On October 1st, the Kane County State's Attorney's Office introduced a new domestic violence diversion program. It is supposedly the first of its kind in Illinois. According to State's Attorney John Barsanti, the program could provide counseling, supervision, and the eventual dismissal of charges for an estimated 180 first-time offenders per year if they successfully complete the program.
Potential diversion candidates must be first-time offenders and must apply for the program within three months of their arrest. In order to be accepted, the alleged battery must not have resulted in medical attention, not have involved a weapon, and not have been eligible to be charged as a felony. If the defendant meets these criteria, and if the alleged victim consents, the defendant could enter the diversion program.
If accepted, the defendant must plead guilty to the charges as they are written, pay $450 in fines, $200 to a domestic violence shelter, and consent to a plenary order of protection. Defendants must undergo counseling, receive medical or substance evaluations if necessary, and after the completion of the program the guilty plea will be vacated. If the program is not completed successfully, the defendant will be sentenced under the domestic battery statute, which is a Class A misdemeanor.

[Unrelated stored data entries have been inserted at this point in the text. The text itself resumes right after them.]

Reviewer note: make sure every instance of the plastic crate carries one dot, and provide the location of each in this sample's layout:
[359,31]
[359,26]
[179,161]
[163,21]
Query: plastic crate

I am not so sure that this is such a good idea for domestic battery defendants. You know why I think that? Because the program was introduced by the STATE'S ATTORNEY'S OFFICE at a PRESS CONFERENCE!!! The State's Attorney's Office does not usually help people who are charged with crimes. And if they did, they wouldn't call in the media to witness it. The State's Attorney's Office is in the business of locking people up. They lock up people without any regard whatsoever to the effect it will have on the family, the costs involved to the county, or any other type of logic. They just want to lock people up.
Defense lawyers should not even think about this program without first considering the possible defenses to the charge. Remember the State must prove the charges beyond a reasonable doubt. The diversion program requires an admission of guilt. You lose the case from day one.
You also need to determine whether the witness is prepared to testify at trial. I think the real reason behind this program is the reluctance of most witnesses/victims to testify at trial. If the State can't produce a witness, they can't secure a conviction. I wish I had access to the statistics, but I believe that many, many more domestic violence cases get dismissed than actually go to trial. Each time that I am in the domestic violence courtroom in Kane County, I see them dismiss at least a dozen cases per day. Maybe one or two actually go to trial.
Take your chances at trial. The State has the burden. Don't roll over on day one and subject your client to a plenary order of protection, anger management, etc., etc., etc. If the State wants to disqualify him or her from the program after several months, they will probably be able to do so. Then your client still gets the conviction after going through a year of court monitoring and aggravation.